El 11 de septiembre fue un ataque contra el corazón, la esencia y los pilares de una civilización y de una forma de vida, que nuestros enemigos quieren borrar de la faz de la tierra. Sé que muchos disienten radicalmente y consideran que no hay tal, que los ataques fueron una horrible y exacerbada manifestación de un estado de ánimo provocado por nosotros mismos y que, lejos de reaccionar en términos de respuesta o al menos de defensa, debemos tomar un enfoque comprensivo encaminado al apaciguamiento. Comprender las razones que llevaron a los fanáticos a asesinar a miles de personas en un solo día, entender los motivos que empujaron a algunos países a dar protección y amparo a tales asesinos y, en última instancia, ver cómo saciar sus demandas y carencias para evitar su sed de sangre. Según esta visión, nosotros somos en el fondo los culpables de lo que nos pasó porque llevamos a los actores de la masacre a un callejón sin salida que no les dejaba otra opción.

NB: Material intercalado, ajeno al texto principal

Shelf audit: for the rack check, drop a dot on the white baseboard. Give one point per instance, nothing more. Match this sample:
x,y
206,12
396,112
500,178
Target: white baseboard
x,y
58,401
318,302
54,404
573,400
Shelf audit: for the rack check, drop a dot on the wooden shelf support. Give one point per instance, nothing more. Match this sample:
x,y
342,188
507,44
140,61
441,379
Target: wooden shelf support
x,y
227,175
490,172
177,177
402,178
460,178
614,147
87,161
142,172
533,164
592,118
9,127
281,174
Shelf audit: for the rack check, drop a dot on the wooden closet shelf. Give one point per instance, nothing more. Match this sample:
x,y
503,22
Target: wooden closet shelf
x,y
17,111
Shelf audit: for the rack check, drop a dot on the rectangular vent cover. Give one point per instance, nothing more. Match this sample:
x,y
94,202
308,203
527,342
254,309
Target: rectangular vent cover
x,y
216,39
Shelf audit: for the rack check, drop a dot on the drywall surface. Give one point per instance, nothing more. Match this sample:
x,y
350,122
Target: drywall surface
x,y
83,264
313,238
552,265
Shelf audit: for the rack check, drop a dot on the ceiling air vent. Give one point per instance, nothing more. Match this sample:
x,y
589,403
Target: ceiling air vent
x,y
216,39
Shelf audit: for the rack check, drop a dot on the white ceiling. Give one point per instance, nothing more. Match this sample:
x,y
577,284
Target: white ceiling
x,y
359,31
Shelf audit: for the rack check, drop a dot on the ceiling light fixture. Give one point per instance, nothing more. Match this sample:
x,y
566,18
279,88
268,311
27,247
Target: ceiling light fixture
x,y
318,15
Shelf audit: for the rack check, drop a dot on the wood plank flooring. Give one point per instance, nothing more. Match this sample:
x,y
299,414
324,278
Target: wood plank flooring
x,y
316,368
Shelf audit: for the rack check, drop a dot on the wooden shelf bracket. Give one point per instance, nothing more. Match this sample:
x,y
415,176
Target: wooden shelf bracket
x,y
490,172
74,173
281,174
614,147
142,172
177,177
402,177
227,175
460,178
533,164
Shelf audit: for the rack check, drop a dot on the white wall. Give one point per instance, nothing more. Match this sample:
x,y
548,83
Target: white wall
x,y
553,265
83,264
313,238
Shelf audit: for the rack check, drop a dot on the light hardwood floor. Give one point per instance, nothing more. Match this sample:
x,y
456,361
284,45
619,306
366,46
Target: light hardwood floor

Hay un punto de verdad en el planteamiento expuesto: la causa última del ataque es la existencia de una civilización occidental, liberal y democrática de la que formamos parte y algunos nos sentimos orgullosos. Nos han atacado por intentar ser libres. Y hay un segundo extremo acertado de la exposición precedente: podríamos haber evitado el ataque y seguramente prevenir otros futuros si renunciamos a lo que somos, a lo que tenemos y a las raíces, principios y valores que fundamentan nuestra sociedad y nuestra cultura. Pero francamente, yo no estoy dispuesto.
En el aniversario del comienzo de la guerra contra el fundamentalismo integrista islámico y con las cenizas y la sangre de su última manifestación aún calientes, merece la pena recordar que estamos todavía en esa guerra. No hemos ganado y ellos no se han rendido. Que el corazón de occidente sea más seguro que en la década anterior no es una garantía de nada, sin mencionar que nos ha costado inmensos sacrificios en todos los ámbitos, algunos de ellos injustos. Y lo peor no es que el enemigo no sea fácilmente localizable, que ya es un problema, sino que parece que su firmeza en la defensa de lo que cree que es bueno y justo contrasta con la apatía de una sociedad decadente que parece asistir complacida a su propia degeneración y extinción.
Hoy es un buen día para la reflexión, la memoria y la reacción.